Oxidative stress is another critical component of the pathogenesis of RP that is present in both the RP map and the predicted relevant KDTs. In RP, oxidative stress is initiated by the release of ROS from dying photoreceptor cells and microglia cells. The accumulation of ROS leads to the activation of additional stress pathways, including the unfolded protein, leading to cell death [44, 60,61,62].

We also observed the implication of energetic and glucose-related functions, including HIF1 and HK1 pathways. Both HKI and HKII isoforms are expressed in the retina and target genes of the HIF-1 pathway, part of the RP map [58]. In fact, several cases of mutations in the HK1 gene were reported to cause RP in humans [4, 5]. This could affect glucose metabolism and energy supply to retinal cells, given that photoreceptor cells have very high energetic requirements.

Since neurons are highly excitable and sensitive to ischemia-induced death, due to their high ATP turnover rate [48, 63], the presence of voltage-gated sodium or calcium channels makes neurons susceptible to overload and swelling, while glutamate-gated channels make neurons susceptible to excitotoxicity and rupture [64,65,66]. Thus, stimuli and sensory transduction also plays a role in RP progression, making photoreceptor cells and other neural cells susceptible to excitotoxic neurotransmitters, such as glutamate, or to the action of other neurotransmitters, like GABA or glycine [67]. As mentioned above, RP leads to a progressive loss of photoreceptor cells, but other neural cells suffer morphologic and metabolic changes resulting in retinal remodeling including loss of retinal ganglion cells (RGCs) or network rewiring [68].

As commented above, gene defects primarily lead to the dysfunction and death of photoreceptor cells and many therapeutic approaches are focused on these cell types (outer retina). However, as RP progresses a remodeling of the inner retina also occurs including formation of abnormal neural circuits and changes in the electrophysiologic properties of the retinal network [69,70,71]. After photoreceptor cell death, the inner retina changes their synaptic connections affecting the transmission of information [72]. The communication between retinal neurons is mediated electrical but also chemical signals, the former includes the neurotransmitters glutamate, and GABA and their receptors. Glutamate mediates vertical communication between photoreceptor-bipolar cells and bipolar-ganglion cells. While GABA mediates lateral communication via horizontal and amacrine cells. The maintenance of the integrity of the visual systems beyond photoreceptors is a limitation for the successful outcome of any retinal treatment. In this study, we selected as KDT some subunits of the receptors associated to the glutamatergic, GABAergic and Glycinergic neurotransmission because changes in these receptors would have a significant impact in retinal cross-talk. In addition, the understanding of the time-course of the retinal remodeling may be important for achieving a proper window of therapeutic intervention [69].
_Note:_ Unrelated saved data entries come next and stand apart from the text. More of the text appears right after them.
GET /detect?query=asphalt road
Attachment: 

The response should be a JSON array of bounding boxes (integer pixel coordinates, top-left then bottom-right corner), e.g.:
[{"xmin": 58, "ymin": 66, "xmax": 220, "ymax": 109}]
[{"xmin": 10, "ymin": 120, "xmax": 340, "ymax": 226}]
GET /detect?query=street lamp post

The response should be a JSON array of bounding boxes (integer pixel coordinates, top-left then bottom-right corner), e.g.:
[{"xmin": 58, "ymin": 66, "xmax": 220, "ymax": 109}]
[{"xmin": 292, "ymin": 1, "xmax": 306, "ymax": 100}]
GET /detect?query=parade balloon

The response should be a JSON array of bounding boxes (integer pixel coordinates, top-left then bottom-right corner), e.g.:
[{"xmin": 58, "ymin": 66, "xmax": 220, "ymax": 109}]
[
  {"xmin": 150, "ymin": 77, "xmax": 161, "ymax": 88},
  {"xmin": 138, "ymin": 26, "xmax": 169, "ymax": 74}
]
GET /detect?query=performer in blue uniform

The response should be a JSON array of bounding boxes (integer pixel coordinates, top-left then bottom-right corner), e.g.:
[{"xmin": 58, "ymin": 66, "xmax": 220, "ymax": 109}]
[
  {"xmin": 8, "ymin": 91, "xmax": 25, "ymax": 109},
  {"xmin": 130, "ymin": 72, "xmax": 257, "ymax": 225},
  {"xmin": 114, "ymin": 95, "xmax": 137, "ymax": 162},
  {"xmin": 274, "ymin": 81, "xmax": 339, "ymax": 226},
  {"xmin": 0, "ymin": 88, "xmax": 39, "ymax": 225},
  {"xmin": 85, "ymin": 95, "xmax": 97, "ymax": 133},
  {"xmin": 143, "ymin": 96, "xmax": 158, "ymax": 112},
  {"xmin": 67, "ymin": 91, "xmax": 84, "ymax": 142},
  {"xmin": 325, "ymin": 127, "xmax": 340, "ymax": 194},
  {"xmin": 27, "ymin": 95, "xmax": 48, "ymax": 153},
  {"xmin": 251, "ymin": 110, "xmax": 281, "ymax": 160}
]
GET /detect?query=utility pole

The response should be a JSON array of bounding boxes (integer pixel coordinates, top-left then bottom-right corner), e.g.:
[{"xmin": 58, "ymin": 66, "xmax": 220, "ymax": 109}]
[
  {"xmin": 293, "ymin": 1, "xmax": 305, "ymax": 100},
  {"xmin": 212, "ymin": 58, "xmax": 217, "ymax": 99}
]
In this study, we predicted and experimentally validated that RP is accompanied by alterations in neurotransmitter subunits, such as glutamate, GABA, and glycine. In many types of horizontal and amacrine cells, GABA serves as the main inhibitory neurotransmitter, in addition to glycine, which is known to also have an inhibitory role [73]. Retinal activity functions required a balance between excitation (glutamate) and inhibition (GABA and glycine). By increases in chloride conductance, GABA causes membrane hyperpolarization. Active chloride extrusion is achieved via the coupled transport of potassium and chloride ions via K–Cl cotransporters (KCC), with KCC2 being the primary active chloride extrusion system responsible for GABAergic systems. Hence, the changes in KCC2 expression (predicted and validated) could affect the GABAergic driving force [74]. Indeed, the ionotropic GABA A receptors (consisting of five subunits) are predicted as relevant KDTs, and found in almost all retinal cells [75, 76]. Inhibitory neurons seem to influence how the excitatory neurons integrate information through synaptic interactions. Under physiological conditions, retinal inhibition modulates the threshold responses of RGCs under ambient light, selectively masking certain signals to ensure the appropriate ones cross the optic nerve. GABA A receptor seems to be involved in the dynamic control of this masking inhibition and serves as a mechanism for neuronal adaptation. The upregulation of the alpha 1 and epsilon subunits of the GABA A receptor (Fig. 5C, D) observed in rd10 retinas could potentially change the threshold of RGCs activities leading to modifications in the perceived visual environment [77].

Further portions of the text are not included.